Working in a variety of mediums, each artist expresses a different aspect of happiness. Kent Rogowski’s exuberant puzzle montages and photographs of reconstructed teddy bears play on how memory is embedded tangibly in childhood toys and events, and Jonny Detiger’s swirling paintings and drawings draw on psychedelic imagery to represent desire in myriad forms. Jennifer Sullivan’s folksy mixed-media work and Diane Carr’s felt and foam landscapes focus on the imagination of hopes and dreams surrounding happiness through popular culture and nature. The uninhibited, sexually engaged characters in Tracy Nakayma’s intimate drawings create a dialogue about openness and pleasure, as well as the sense of nostalgia and loss. For Rebecca E. Chamberlain, happiness can transcend the personal, as her drawings of reproductions of International Style homes and offices make promises of efficient, refined living. Alexander Reyna and John Bowman present happiness as excess with video images of preadolescent male joys and paintings of an abundance of food and luxury objects. Carol Shadford and Vandana Jain examine the strain of feigned happiness and troubled desire. In Shadford’s video, characters are asked to hold a smile for as long as possible, illustrating how the initial genuine pleasure turns into discomfort over time. Similarly, in Jain’s work, advertising catchphrases emphasize how immediate gratification has few long-term effects.

Tacita Dean wins Hugo Boss Prize

The English artist Tacita Dean has won the Guggenheim’s Hugo Boss Prize. Global Warming Your Cold Heart was, of course, rooting for Tino Sehgal.

From Bloomberg News: Tacita Dean, an English artist best known for her contemplative films, won this year’s Hugo Boss Prize, a $50,000 award from the Guggenheim Museum in New York, the museum said. Dean’s recent motion pictures include this year’s Kodak, which shows an Eastman Kodak Co. factory in Germany producing its final run of 16-millimeter film, said Joan Young, associate curator of contemporary art at the Guggenheim.

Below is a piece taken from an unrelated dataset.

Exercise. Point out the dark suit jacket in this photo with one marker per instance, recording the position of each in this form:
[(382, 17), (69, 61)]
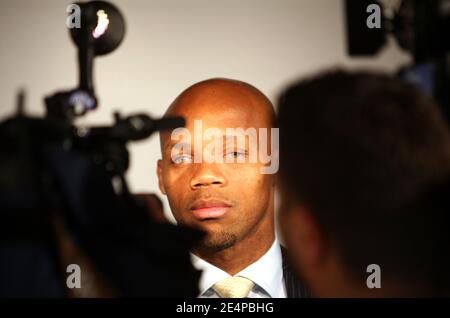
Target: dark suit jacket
[(294, 288)]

“It’s a witness to, and an example of, an increasingly obsolete medium,” Young said. Earlier works included drawings on chalkboards and alabaster and a film portraying a sunset as seen through the windows of a revolving restaurant, Young said.

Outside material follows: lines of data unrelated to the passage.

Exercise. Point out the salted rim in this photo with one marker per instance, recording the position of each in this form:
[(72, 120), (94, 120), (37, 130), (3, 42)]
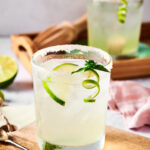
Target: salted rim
[(69, 47)]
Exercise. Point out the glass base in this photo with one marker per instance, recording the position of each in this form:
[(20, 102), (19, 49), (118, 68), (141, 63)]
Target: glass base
[(95, 146)]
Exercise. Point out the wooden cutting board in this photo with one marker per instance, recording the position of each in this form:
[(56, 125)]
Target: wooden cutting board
[(115, 140)]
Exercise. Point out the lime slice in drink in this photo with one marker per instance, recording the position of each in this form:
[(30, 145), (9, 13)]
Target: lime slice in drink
[(90, 84), (8, 71), (2, 95), (66, 67), (90, 73), (51, 94)]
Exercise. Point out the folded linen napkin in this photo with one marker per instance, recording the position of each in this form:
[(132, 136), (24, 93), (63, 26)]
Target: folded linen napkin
[(132, 101)]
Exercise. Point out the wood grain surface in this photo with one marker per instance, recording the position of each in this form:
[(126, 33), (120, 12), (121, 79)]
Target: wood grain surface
[(115, 140)]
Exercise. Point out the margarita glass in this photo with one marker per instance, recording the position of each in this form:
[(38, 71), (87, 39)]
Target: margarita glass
[(107, 33), (71, 102)]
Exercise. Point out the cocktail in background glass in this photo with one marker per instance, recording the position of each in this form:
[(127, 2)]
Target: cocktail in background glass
[(107, 33), (71, 84)]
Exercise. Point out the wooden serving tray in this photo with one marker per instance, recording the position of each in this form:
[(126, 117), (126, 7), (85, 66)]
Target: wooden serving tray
[(115, 140), (22, 45)]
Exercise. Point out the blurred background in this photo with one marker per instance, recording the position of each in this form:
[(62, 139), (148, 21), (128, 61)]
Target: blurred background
[(18, 16)]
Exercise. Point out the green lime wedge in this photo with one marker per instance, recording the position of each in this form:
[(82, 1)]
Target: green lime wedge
[(52, 95), (8, 71), (2, 95), (66, 67)]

The Hugo Boss Prize, sponsored by Hugo Boss AG, the Metzingen, Germany-based clothing maker, is among the large single-artist prizes that have sprung up as government arts funding has declined, Young said in a telephone interview today. It is one of the few without restrictions on the artist’s age, gender, race, nationality, or medium, she said. Prior winners of the biennial award included American Matthew Barney, Scot Douglas Gordon, Slovenian Marjetica Potrc, French Pierre Huyghe, and Thai Rirkrit Tiravanija, the Guggenheim said in a statement.

Thursday, November 9

Dennis Oppenheim review

My review of the recent temporary public-art exhibition of new work by Dennis Oppenheim has been published by the Brooklyn Rail. The work was deinstalled yesterday. I hope you were able to see it. Ace Gallery staged a miniretrospective in 2000 in its massive Hudson Street Street space, which was a real eye opener for someone like me who, until then, was only familiar with the artists late 1960s work. A lot of the work he does really makes me scratch my head, but his commitment to not creating an instantly recognizable body of work, unlike many of his peers, truly impresses me.

Friday, November 3

Couleur Café

It was a surprise to flip through the pages of the November Artforum and see a Top Ten list by the artist Fia Backström. I recognized her because she used to live across the street from me. I never see her anymore, so I guess she moved. I sometimes said hello because I saw her so often while hanging out on my stoop, but she didn’t have much to say back. Once I got a postcard addressed to her in my mailbox. It was written in what I thought was Danish, but since she’s from Sweden I guess the language was Swedish. I took the card with me that same day when I walked to the subway, thinking I would run into her. A few blocks later I did. I gave her the card. Small world? Not really. Looking on her website I see that there were one-night and weekend art events at her apartment that I didn't know were going on. Sometimes my own backyard can be a foreign land.